Boulder, Utah    This small town of about 300 people springs up as an oasis among a spectacular but inhospitable maze of sandstone bluffs, canyons, mesas and monoliths. To find two restaurants that we enjoyed seemed nothing shy of a miracle and we will eagerly return to sample them once again.

#1    Hell’s Backbone Grille      Boulder, Utah
I have this restaurant’s cookbook, With a Measure of Grace, within easy to reach at home and I thoroughly enjoy returning to this lovely small restaurant in Boulder, Utah. Chef-owners Jen Castle and Blake Spalding share food that in their words is simple, honest and sustainably grown. Against the challenges of a short-growing season in this mountain town, they nurture a thriving organic farm and keep smiles on their faces throughout a busy summer season. Local lamb and beef appear as specials with sauces crafted from Boulder’s heirloom orchards. We tried the Warm Utah Goat Cheese Fondue and the smoked Idaho Red Trout and Pecan Pate for starters. Our entrees were varied, ranging from Traditional Red Chile Pork Posole to chicken served with local grapes and a light wine sauce. The awards and accolades for this restaurant are impressive but even more so is the dedication to local foods, local people and the way that Jen and Blake encourage serenity throughout their operation. It’s simply a delight to dine here.
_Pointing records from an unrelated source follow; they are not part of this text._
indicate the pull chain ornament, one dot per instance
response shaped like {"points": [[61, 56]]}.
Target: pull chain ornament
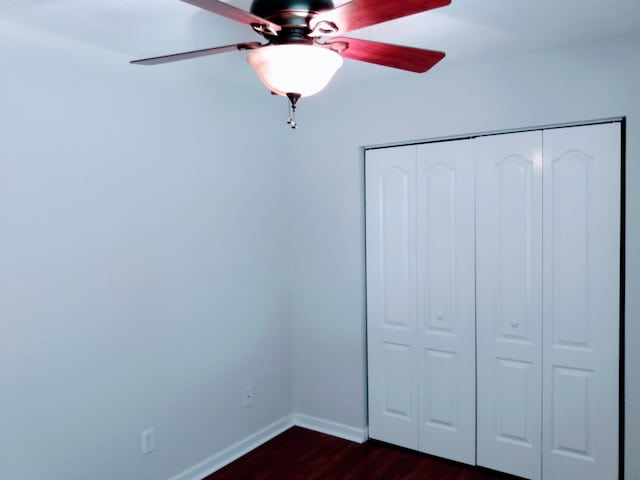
{"points": [[293, 101]]}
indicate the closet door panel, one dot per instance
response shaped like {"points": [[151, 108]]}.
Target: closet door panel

Try the luscious Chocolate-Chile Crème Pot for dessert! http://www.hellsbackbonegrill.com   435.335.7464

#2    Burr Trail Outpost and Grille     Boulder, Utah
As we had three nights in Boulder, with fabulous hikes in between, several of our group ventured a short ways to do a bit of damage buying jewelry, art and T-shirts at the Outpost followed by dinner inside at this corner location that marks the turn to the historic Burr Trail. The restaurant website boasts of serving an “eclectic mix of burgers, sandwiches, salads and house-made specialties” and this made choosing the evening’s food fun. Trout from farms in the nearby community of Loa was featured and got rave reviews.